Perhaps where you are at. I worked at a small community college until a couple of years ago and still take classes there in the evening. I also work at several elementary schools, two charter schools, two home school/school hybrids (edit: I forgot about one). At the college, in one semester, I found about two dozen kids in three departments (multimedia, culinary and computer science) that played D&D, Warhammer, Dark Heresy, and Vampire. There was little overlap between individuals and groups. They were playing with friends from work or whom attended other schools. None of them learned from parents.
At one of the hybrid home school/elementary school (I forget the term they use), there is a weekly game club where they play D&D one afternoon and another rpg another day. Several of the elementary students with whom I work with at regular schools also play. At some of the schools, the afterschool D&D club is run by one of the competitors for the company with whom I contract.
I also know of schools on the east coast that also have gaming clubs at elementary schools and junior high schools (those are run by some game designers and others working in the gaming industry often at their children's schools).

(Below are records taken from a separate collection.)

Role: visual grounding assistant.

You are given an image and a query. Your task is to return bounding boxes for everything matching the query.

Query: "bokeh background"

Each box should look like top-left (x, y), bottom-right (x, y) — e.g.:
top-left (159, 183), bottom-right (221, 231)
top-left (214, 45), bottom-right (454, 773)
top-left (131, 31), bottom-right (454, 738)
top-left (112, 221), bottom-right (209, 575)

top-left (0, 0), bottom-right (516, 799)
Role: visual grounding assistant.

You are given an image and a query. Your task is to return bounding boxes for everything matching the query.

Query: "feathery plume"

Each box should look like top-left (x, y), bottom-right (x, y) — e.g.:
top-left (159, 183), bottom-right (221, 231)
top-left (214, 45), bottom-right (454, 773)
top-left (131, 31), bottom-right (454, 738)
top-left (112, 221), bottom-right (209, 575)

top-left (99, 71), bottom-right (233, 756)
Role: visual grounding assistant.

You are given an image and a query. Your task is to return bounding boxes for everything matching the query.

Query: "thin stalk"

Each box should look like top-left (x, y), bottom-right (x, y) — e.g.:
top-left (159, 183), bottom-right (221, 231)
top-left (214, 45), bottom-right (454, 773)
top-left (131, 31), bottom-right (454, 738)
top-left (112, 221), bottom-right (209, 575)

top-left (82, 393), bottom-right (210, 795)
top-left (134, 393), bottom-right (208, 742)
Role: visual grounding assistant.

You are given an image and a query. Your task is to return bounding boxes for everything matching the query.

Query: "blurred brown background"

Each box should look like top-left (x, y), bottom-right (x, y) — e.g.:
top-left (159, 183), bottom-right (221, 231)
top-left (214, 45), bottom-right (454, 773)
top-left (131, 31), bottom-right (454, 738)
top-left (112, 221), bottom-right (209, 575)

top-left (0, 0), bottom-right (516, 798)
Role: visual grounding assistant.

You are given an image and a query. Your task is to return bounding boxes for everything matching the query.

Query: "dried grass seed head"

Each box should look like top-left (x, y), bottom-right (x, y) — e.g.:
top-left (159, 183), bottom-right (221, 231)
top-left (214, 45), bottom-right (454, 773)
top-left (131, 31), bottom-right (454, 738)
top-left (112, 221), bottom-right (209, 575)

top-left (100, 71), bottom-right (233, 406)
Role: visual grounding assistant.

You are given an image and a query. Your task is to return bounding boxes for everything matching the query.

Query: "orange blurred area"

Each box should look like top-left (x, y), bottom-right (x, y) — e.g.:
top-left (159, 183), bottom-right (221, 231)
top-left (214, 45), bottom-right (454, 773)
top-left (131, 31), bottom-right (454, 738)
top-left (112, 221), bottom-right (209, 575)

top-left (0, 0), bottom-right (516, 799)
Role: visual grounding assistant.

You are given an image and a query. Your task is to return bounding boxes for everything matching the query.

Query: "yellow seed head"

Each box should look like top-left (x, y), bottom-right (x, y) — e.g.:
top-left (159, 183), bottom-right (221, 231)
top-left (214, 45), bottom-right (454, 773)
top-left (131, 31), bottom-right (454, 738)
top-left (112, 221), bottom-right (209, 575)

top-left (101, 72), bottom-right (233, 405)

Here in Australia when I posted for players for 3rd Edition games I'd get flooded with responses. Now? Maybe one response every 3 months.
But that's all anecdotal besides the point. I find it a great stretch of the imagination to think that TTRPG's are growing at the same rate as MMOs/CRPGs.
If D&D is growing at lets say n YoY, and the RPG industry as a whole is growing at n YoY, the total percentage of RPG customers playing D&D is shrinking, because it's a much smaller number to start with. If you're looking at preventing your business from becoming more and more niche, you're going to want to tap into that larger market.
D&D is not competing just in the TTRPG market, it's competing in the entire RPG market, because its players require time to play it. Time they could spend playing other RPG products.
Before Everquest there was Baldurs Gate and such (and going back further, games like Might and Magic), but those games didn't compete for time with D&D, they complimented it. Now, D&D needs to actually compete for time with these MMO's and other CRPGs which spew out DLCs to keep player engagement.
There are much more young kids playing MMOs than there are playing D&D, and if WoTC doesn't focus their efforts in that market, they don't have much of a hope really in the future. Sure, the percentage of D&D players will slowly grow (until perhaps we all start to die out), but so will the overall population, and it'll end up more niche than it is today.